すなわち、原則的には事業年度終了の日の翌日から2か月以内であり、一定の要件を満たして申告期限の延長の特例の申請をしている法人であれば、3か月以内(連結事業年度にあっては4か月以内)ということになる。
実務上の論点
しかしながら、決算・申告期の業務繁忙により、確定申告期限までに文書化できないことも実務上は想定し得る。そのような場合においては、以下のような対応が考えられる。
実務上の対応
以下にて実務上の対応を解説する。
法制度上の整理
まず、ローカルファイルの同時文書化義務は、上記の通り、確定申告期限までにローカルファイルを「保存」するものとされており、確定申告書とともに「提出」されるものではない。
そして、ローカルファイルの当局への提出は、同時文書化義務対象国外関連取引であれば、税務当局が法人にローカルファイルの提示若しくは提出を求めた場合において、その提示若しくは提出を求めた日から45日以内の調査官の指定する日までに提示若しくは提出することとなる。

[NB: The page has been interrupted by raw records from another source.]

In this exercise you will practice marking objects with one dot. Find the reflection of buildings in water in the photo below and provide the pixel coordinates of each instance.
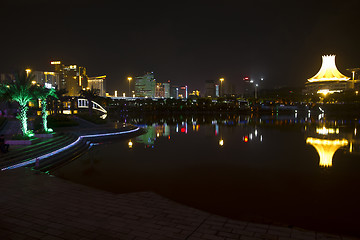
(152, 133)
(327, 140)
(326, 149)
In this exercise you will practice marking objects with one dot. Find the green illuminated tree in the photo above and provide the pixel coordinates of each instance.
(43, 93)
(20, 91)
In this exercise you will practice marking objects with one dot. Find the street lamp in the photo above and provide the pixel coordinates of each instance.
(129, 79)
(221, 90)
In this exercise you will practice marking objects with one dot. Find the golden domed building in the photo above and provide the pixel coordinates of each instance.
(329, 79)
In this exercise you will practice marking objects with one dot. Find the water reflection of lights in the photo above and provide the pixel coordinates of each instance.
(130, 144)
(326, 131)
(326, 149)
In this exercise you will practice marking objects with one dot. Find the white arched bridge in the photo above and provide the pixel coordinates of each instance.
(84, 103)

加えて、同時文書化義務対象国外関連取引について確定申告期限までに保存することができなかったこと自体に対する罰則はない。(ただし、同時文書化免除国外関連取引と同様、推定課税による処分を受けることになり得る点は留意されたい。)
実務対応
従って、納税者としては確定申告までに同時文書化を行えなかった場合には、当局への自主申告などは要しないため、特段のアクションはひとまずは不要となる。
しかしながら、その際に重要なことは、申告型の移転価格制度を採用する本邦において、確定申告の際に当該事業年度の国外関連取引が独立企業間価格で行われ、移転価格税制による加算調整を行わないことの妥当性確認を少なくとも行っておくことである。
また、上述の通り、税務当局から提示若しくは提出を要請された場合には、一定の期限内に提示若しくは提示する必要が出てくることから、可及的速やかにローカルファイルの完成に向けて作業を進めることが肝要である。